So far I have I have been angry, sad and embarrassed that we have such an idiot in the greatest leadership role of this country. I have been crying and shaking my head, banging it against an imagined wall and screaming inside since the election, I don’t know if I will ever be the same again.
I am today watching regulations that have been a protection against industrial pollution, climate control taken away with the stroke of a pen, placing an illegible signature, by a man claiming he wants to “bring jobs back to America” while he, his daughter and wife use third-world countries to manufacture their goods.
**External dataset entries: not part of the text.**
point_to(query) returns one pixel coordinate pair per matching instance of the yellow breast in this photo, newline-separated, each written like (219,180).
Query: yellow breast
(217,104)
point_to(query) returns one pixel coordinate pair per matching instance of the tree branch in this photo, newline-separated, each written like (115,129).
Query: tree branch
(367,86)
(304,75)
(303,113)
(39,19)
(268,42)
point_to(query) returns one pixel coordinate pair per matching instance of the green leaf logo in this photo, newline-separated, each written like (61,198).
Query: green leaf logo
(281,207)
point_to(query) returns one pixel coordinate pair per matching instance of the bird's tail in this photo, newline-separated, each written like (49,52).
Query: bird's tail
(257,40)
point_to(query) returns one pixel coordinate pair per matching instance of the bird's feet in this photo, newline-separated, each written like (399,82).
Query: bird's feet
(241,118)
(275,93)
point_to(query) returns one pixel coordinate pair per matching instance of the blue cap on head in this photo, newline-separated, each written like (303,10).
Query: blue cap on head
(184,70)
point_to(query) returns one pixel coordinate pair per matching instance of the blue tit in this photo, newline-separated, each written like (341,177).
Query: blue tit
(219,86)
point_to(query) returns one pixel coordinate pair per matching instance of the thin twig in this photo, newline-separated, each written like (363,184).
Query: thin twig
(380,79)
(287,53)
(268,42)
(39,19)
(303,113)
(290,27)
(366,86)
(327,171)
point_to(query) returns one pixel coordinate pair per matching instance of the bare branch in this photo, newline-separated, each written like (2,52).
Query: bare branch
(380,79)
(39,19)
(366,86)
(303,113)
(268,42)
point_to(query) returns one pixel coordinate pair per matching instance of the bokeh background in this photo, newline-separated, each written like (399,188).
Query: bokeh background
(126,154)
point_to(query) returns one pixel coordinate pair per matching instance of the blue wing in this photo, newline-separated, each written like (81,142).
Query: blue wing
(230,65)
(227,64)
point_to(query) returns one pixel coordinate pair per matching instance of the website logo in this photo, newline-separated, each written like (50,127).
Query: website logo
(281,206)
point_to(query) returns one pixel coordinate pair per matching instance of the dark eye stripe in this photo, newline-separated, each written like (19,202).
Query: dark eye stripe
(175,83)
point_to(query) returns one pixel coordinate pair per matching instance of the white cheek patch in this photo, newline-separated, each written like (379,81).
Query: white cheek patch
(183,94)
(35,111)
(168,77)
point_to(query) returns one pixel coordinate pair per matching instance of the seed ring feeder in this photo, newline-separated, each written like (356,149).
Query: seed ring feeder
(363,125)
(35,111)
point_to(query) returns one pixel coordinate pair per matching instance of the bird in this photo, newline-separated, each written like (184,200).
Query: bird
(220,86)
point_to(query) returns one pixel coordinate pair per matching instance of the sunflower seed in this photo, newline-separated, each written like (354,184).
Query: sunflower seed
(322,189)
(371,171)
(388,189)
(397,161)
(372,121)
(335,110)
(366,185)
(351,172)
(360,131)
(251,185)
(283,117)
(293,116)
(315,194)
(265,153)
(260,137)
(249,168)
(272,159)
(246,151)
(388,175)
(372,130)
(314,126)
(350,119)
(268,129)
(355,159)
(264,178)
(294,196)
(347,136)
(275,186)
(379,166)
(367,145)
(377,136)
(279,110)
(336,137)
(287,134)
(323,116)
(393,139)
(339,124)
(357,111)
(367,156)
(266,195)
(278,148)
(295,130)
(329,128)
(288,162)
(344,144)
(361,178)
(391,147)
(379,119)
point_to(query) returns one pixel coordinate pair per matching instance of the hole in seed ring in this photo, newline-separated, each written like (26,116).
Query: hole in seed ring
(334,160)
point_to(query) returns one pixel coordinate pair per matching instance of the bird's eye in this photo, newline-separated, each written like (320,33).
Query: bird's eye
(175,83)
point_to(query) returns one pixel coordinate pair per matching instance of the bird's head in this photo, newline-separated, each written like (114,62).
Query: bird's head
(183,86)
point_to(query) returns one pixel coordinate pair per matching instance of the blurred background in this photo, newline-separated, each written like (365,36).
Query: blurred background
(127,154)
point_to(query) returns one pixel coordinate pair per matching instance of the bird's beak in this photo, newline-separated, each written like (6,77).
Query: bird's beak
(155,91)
I am watching, waiting for health care for all to be wiped as clean as chalk on a chalkboard at the end of a school day, along with women’s rights, LGBT rights, and POC disenfranchising, waiting to see my Latin, Mexican, Muslim friends deported or denied entrance.
I am sad and I am angry, scared and embarrassed by this man now called “president.”
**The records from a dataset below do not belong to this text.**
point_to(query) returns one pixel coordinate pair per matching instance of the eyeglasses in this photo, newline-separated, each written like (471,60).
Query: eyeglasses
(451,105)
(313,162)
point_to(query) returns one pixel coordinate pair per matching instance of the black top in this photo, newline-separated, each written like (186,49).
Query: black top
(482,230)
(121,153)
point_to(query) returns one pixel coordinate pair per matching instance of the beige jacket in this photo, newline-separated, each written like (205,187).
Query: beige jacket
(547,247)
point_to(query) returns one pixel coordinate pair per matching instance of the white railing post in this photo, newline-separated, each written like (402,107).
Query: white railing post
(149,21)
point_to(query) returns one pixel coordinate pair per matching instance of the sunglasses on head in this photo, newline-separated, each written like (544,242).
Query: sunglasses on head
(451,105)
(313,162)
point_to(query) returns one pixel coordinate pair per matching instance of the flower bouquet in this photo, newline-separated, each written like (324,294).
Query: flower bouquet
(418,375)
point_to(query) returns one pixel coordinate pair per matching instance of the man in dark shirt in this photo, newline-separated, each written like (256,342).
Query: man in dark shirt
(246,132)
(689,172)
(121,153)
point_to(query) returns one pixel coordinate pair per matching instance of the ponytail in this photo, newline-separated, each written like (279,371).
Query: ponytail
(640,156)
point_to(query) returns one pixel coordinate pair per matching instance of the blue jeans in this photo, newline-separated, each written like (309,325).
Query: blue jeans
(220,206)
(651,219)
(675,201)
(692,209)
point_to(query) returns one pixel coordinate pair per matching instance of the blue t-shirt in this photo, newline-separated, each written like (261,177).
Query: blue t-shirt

Living in my bubble or circle if you prefer for so long,I guess I should be glad this election ‘woke’ me to this reality show. Well, I am ‘woke’ and I am angry for a lot of reasons but above all, I am angry at the ones that believed all the bull shat lies, those that were too lazy in this day of technology to research policies and positions, those that couldn’t get off their purity cloud, their party over country and those that wouldn’t get off their asses to stand in line to do their duty, those same people that will stand in line for hours to get a concert or sports ticket but wouldn’t stand to exercise their right. I am angry and sad and frustrated and crying for the children of our world.
I am very proud of all those that marched yesterday and will in the future, know that even though I am unable to march I am and will continue to do my part with my keyboard, my phone calls and my meager dollars until this Russian is out of office.
If my position bothers you then unfollow, unfriend whatever at this time can’t have anyone around me that voted for Moscow Don.